Cathy graduated from Falls Church High School and earned an Associates Degree in Word Processing, but her severe disabilities are barriers to finding a job. Cathy is confined to a wheelchair, so trips outside of her home at Merica House in Skyline take a lot of planning and coordination with service providers, such as MetroAccess.
Cathy is a longtime advocate for disability rights — she has testified at the Virginia General Assembly and buttonholed Members of Congress on Capitol Hill about the Americans with Disabilities Act (ADA) and remaining limits to wheelchair access.
Cathy likes soft rock, movies, going to museums and concerts and often handles shopping needs for herself and other residents at Merica House. What her disabilities have not dimmed is her zest for life, her positive outlook and her indomitable spirit.
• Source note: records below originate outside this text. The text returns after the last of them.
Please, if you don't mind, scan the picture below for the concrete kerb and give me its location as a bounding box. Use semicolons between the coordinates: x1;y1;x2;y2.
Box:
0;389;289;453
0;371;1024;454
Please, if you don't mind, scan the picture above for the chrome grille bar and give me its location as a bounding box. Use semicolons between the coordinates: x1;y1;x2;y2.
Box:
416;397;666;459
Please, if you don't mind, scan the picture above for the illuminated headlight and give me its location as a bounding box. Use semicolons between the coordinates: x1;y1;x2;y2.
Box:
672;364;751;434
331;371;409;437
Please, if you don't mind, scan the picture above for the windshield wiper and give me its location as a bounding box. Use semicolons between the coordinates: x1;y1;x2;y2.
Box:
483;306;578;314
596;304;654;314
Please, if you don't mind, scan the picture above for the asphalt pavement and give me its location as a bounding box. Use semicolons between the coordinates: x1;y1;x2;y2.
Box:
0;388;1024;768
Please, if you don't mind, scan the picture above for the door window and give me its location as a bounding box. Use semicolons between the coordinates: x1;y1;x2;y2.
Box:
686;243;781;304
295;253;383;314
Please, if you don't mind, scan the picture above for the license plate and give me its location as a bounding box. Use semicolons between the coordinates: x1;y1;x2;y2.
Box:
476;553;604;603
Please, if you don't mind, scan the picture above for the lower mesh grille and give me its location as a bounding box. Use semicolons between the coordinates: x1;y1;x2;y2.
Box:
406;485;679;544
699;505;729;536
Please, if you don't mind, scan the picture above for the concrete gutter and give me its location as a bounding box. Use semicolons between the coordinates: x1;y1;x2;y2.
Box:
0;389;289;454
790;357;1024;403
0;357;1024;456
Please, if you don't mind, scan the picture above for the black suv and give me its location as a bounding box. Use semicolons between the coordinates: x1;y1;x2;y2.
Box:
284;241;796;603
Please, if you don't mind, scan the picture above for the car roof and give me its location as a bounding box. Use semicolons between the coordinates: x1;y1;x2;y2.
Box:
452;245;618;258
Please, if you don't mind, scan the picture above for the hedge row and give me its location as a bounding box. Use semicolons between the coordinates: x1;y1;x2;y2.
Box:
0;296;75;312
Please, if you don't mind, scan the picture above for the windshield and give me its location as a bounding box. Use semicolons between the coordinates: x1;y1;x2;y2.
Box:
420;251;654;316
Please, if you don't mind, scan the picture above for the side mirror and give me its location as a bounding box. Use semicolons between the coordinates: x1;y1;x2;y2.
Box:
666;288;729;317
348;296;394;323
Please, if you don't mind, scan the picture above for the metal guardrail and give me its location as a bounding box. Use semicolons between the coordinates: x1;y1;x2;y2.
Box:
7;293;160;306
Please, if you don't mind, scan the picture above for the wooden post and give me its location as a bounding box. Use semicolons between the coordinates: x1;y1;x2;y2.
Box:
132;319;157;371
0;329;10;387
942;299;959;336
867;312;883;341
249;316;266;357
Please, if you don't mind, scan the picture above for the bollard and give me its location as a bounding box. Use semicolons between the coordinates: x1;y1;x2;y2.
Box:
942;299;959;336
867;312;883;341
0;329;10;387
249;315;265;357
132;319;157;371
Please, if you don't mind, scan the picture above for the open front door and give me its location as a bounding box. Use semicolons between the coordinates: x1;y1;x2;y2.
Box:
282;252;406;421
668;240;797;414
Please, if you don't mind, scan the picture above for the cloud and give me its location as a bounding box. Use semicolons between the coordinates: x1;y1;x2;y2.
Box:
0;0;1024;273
When I greeted her in my office last week, I was not surprised to see her broad smile and twinkling eyes, but I was surprised at her wardrobe — a lovely white lace summer dress, a sparkly tiara, necklace and earrings and a long embroidered sash that read “2022 Ms. Wheelchair Virginia.”
Yes, Cathy Parr won this year’s pageant and is eligible to vie for Ms. Wheelchair America, to be held in Michigan in mid-August.
Her win at the state level provides some limited financial support for the national event, but she must raise several thousand dollars for travel, lodging and assistance of an aide. She has set up a Go Fund Me account, gofund.me/e563e487, to pay for her participation in the national pageant. I’ve already donated and hope you will, too.
Cathy appreciates her friends and family who know her well and treat her as an adult, not talking to her like a child, or ignoring her completely. Cathy also doesn’t mind repeating herself for those who have difficulty understanding what she has to say.
I appreciated that when we started our conversation; we had a lot to talk about, but her animated discussion was hard to understand.
I asked her if we could slow down so I could grasp everything she wanted to say. “Of course” was her response, and we continued our visit with stories about lunches with her Dad at his office downtown when she was little and her Mom’s excitement about the pageant.
Cathy also described her disappointment when she was told by state agencies, “you are too disabled for us to help you find a job.” She decided to find a job where she could be her own boss, and now is an independent consultant for a jewelry company, with her own micro business. Congratulations, Cathy, and good luck at the nationals!
The Art in the Mason District Governmental Center has a new display — large paintings by Sophia, a young teen who has Trisomy 21, commonly known as Down syndrome. Sophia’s colorful paintings include rabbits, lady bugs, flowers and a lion worthy of a “Lion King” poster. My favorite is a very spare pelican — a few black lines on a pink background — but captivating. The small exhibit will be on display at 6507 Columbia Pike in Annandale, through August 31, 2022.